Hard Place

Friday/Saturday

It’s well after midnight, and I’m in my parents’ living room. My mother is asleep in her bed; my father sits on the sofa, legs propped on a chair, blanket keeping him warm. He’s waiting for the white pill he just took to take away the pain, and for the red one to keep nausea at bay. In the last few days, he’s been letting go of the routines and activities that have given shape to his life these many years. He doesn’t talk much and doesn’t always follow the conversation. He eats a toast, perhaps an egg or sandwich for lunch, a juice box and a forkful of food for dinner. He pats his dog, sitting on the back porch; he enjoys the flowers and the birds and the sun on his skin. He isn’t busy and has left nothing unfinished. His time is his own, and there isn’t much left of it.

He drifts in and out of sleep as I type. He doesn’t try to stay awake or asleep. He goes where his spirit and body take him. It’s a hard place, this in-between time. Not yet in the next life, but on its threshold; not really in the life he has known, but standing beneath its arch.

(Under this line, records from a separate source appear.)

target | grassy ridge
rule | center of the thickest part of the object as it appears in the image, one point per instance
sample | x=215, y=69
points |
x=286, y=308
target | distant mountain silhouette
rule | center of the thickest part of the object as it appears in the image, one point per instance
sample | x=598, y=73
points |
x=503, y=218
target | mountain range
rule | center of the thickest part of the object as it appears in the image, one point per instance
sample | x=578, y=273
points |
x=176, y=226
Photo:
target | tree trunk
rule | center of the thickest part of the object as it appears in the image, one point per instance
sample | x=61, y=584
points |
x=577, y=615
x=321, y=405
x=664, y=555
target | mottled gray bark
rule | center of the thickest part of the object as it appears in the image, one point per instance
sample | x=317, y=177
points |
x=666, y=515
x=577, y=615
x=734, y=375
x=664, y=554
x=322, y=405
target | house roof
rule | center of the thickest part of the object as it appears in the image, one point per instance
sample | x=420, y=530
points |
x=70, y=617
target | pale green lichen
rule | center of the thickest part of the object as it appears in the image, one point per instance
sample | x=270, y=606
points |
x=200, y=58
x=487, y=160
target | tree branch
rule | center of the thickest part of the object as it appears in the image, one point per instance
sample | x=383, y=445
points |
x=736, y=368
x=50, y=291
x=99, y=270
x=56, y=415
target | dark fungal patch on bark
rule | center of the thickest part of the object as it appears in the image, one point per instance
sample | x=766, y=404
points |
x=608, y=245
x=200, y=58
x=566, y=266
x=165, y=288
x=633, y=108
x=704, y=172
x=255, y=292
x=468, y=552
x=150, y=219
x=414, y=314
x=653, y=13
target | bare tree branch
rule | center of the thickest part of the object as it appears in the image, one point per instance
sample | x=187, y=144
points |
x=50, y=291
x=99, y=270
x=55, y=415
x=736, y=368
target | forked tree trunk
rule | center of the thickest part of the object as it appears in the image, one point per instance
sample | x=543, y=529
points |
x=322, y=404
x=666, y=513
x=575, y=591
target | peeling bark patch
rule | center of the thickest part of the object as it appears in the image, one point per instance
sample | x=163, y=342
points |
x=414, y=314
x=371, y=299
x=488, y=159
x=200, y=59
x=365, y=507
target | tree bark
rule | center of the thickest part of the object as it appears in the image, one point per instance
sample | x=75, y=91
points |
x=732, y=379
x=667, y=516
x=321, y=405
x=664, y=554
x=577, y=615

It’s a hard place for everyone who loves him – me, my siblings, his sister, and my mother/his wife. He has loved us all so well and for so long, and we have loved him. Our love isn’t tied to this hard place. It comes and goes with us, embracing us and connecting us. Nothing in life has lessened it, and nothing in death will either. How could it? Love is nothing more or less than God’s greatest gift and our greatest blessing. I am so thankful for this – this abiding love that surrounded our past, dwells in this hard present, and will shine into our infinite future.

(Early this morning, my father passed from life into death, at home in the company of his family. With the help of hospice nurses and aides, he passed without pain.)